Zwei Tage vor Inkrafttreten des neuen Fahrplans wissen deutsche Eisenbahnverkehrsunternehmen nicht, wie teuer ab 14. Dezember ihre Trassenkilometer werden. Was im Straßen- oder Flugverkehr unvorstellbar wäre, ist im Schienenmarkt 2025 Realität – und symptomatisch für ein grundsätzliches Problem: die Finanzierung der Infrastruktur über Vollkosten.
Darauf macht der Branchenverband Mofair aufmerksam und fordert einen systematischen Kurswechsel. „2025 war das verrückteste Jahr in der Geschichte der Schienenmaut“, sagt Mofair-Präsident Martin Becker-Rethmann. Der Grund: Die Bundesregierung hatte zur Einhaltung der Schuldenbremse die Schieneninfrastruktur über Eigenkapital statt über Baukostenzuschüsse finanziert, mit massiven Folgen für die Trassenpreise.
Wieso explodieren die Trassenpreise?
Durch eine politisch motivierte Finanzierungslogik wurde das Eigenkapital der bundeseigenen DB InfraGo in nur zwei Jahren um 96 Prozent erhöht. Da Abschreibungen und Zinsen auf dieses Kapital erwirtschaftet werden müssen, steigen die Trassenpreise, bezahlt von Regionalverkehr, Fernverkehr und Güterbahnen. Im Güterverkehr, der ohnehin mit geringen Margen arbeitet, wird diese Belastung zunehmend zu einem Wettbewerbsnachteil gegenüber der Straße.

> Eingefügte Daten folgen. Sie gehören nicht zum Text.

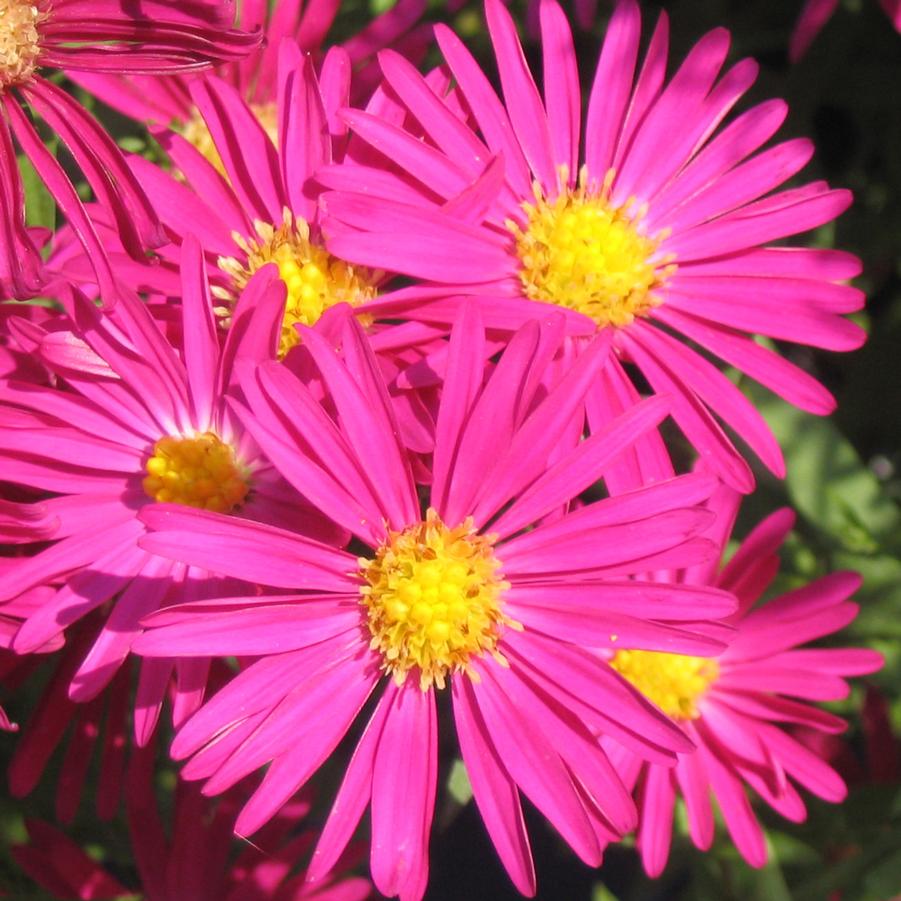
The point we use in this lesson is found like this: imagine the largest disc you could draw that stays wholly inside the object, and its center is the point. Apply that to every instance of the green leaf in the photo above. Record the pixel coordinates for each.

Der Kern des Problems: das Vollkostenprinzip
Aktuell stammen rund 80 Prozent der Trassen- und Stationspreise aus sogenannten Vollkostenaufschlägen:
- kalkulatorische Zinsen
- Abschreibungen auf Kapital
- Zuschläge zur Deckung „nicht direkt zurechenbarer Kosten“
Diese Berechnung widerspricht nicht nur Empfehlungen der EU-Kommission, sie ist vor allem extrem volatil. Die direkten Grenzkosten („unmittelbare Kosten des Zugbetriebs“), etwa Bedienung von Stellwerken oder Fahrplanaufwand, sind dagegen vergleichsweise stabil. Mofair argumentiert: Die Bereitstellung der Infrastruktur ist Daseinsvorsorge und muss aus Steuermitteln bezahlt werden. Kostenpflichtig sollte nur der operative Betrieb sein, so wie im europäischen Ausland längst üblich.

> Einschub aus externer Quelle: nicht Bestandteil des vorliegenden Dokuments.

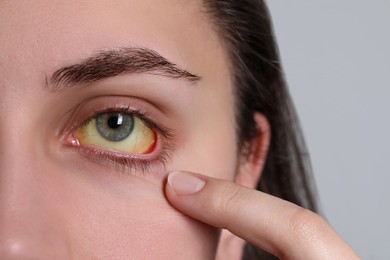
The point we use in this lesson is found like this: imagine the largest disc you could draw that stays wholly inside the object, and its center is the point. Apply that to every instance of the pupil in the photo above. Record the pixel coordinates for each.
(113, 122)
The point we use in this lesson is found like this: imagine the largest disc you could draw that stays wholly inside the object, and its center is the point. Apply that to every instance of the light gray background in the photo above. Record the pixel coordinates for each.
(336, 55)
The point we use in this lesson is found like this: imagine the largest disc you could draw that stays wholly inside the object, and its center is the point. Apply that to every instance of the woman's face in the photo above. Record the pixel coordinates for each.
(81, 176)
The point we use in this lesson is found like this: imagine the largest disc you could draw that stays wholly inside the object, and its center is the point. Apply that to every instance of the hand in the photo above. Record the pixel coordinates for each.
(277, 226)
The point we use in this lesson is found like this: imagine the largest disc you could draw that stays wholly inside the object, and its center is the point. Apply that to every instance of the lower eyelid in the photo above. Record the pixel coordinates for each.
(160, 150)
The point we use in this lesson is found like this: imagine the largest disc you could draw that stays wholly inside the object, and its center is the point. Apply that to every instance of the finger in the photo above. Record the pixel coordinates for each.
(275, 225)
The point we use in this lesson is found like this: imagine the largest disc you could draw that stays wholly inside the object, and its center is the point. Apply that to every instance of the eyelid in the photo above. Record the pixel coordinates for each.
(86, 111)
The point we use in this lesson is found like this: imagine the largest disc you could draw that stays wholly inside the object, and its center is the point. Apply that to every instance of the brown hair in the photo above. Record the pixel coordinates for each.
(246, 29)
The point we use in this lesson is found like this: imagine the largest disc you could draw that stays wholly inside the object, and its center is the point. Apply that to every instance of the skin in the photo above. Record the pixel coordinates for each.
(58, 203)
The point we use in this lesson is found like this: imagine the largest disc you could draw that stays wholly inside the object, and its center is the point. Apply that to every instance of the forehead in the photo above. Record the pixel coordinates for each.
(37, 37)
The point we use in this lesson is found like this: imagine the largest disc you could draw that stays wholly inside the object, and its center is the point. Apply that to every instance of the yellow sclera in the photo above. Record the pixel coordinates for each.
(140, 141)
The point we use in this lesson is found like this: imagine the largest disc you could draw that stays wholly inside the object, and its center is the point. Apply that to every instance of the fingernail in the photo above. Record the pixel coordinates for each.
(185, 183)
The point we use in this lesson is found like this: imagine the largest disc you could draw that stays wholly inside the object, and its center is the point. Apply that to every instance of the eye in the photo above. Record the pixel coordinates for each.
(117, 131)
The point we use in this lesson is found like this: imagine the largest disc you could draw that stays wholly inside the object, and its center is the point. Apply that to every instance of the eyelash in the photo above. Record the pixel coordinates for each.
(129, 162)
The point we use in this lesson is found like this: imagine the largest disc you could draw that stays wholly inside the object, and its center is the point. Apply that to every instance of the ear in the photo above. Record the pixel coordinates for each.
(248, 174)
(251, 165)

Das Ergebnis: Bürokratie-Monster statt Marktregulierung
Weil das Vollkostenmodell künstlich aufrechterhalten wird, hat sich ein ausuferndes Regulierungssystem entwickelt. Die Bundesnetzagentur muss jedes Jahr klären:
- Welche Verkehrsart (SPNV, SPFV, Güterverkehr) kann welche Kosten „am wenigsten schlecht“ tragen?

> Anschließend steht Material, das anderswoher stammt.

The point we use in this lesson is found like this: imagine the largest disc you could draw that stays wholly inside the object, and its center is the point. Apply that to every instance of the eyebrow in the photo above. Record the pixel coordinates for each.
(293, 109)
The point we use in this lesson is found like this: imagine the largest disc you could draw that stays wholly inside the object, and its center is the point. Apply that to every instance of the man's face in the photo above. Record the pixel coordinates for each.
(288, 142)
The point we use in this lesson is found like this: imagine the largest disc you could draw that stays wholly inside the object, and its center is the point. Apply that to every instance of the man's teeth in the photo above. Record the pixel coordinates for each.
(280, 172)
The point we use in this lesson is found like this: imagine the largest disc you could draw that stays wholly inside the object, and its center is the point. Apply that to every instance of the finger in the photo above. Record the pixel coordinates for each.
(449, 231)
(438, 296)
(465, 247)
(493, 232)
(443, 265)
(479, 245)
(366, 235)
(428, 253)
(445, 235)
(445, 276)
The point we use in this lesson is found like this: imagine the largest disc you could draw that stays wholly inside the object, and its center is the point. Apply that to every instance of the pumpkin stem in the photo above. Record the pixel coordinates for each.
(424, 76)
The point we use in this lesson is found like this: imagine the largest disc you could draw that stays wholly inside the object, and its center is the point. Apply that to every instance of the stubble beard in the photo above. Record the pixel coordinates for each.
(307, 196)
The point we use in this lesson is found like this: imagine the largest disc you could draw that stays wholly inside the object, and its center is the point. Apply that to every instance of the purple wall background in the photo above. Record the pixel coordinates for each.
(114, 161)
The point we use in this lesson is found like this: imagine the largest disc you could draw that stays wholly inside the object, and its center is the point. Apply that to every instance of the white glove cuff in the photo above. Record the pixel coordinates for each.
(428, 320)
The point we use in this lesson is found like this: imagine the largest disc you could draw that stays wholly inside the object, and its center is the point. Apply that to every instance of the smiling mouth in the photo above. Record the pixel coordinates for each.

- Sind die Vollkostenaufschläge markttragfähig?
- Wie wird der „Weighted Average Cost of Capital“ berechnet?
- Welche Regressionsmodelle durften genutzt werden?
Die DB-Tochter InfraGo trägt dabei kein Risiko, ihre Kosten werden immer ausgeglichen, egal wie ineffizient das Netz arbeitet. Der eigentliche Kern der Regulierung, die – Qualität und Leistungsfähigkeit des Netzes, spielt hingegen kaum eine Rolle.
Warum jetzt ein radikaler Systemwechsel nötig ist
Mofair fordert einen Übergang zum Grenzkostenmodell mit klar definierten Qualitätskomponenten.
Vorteile:
✓ Gerechter Wettbewerb
Die Bahn würde endlich so behandelt wie Straße und Luftverkehr, wo Infrastruktur fast vollständig steuerfinanziert ist.
✓ Weniger Bürokratie
Die komplexen Vollkostenaufschläge würden entfallen. Regulierung würde sich auf Qualität, statt auf Formeln konzentrieren.
✓ Stabilere Trassenpreise
Die Kostenbasis wäre deutlich vorhersehbarer, ein entscheidender Faktor für Güterbahnen und eigenwirtschaftlichen Fernverkehr.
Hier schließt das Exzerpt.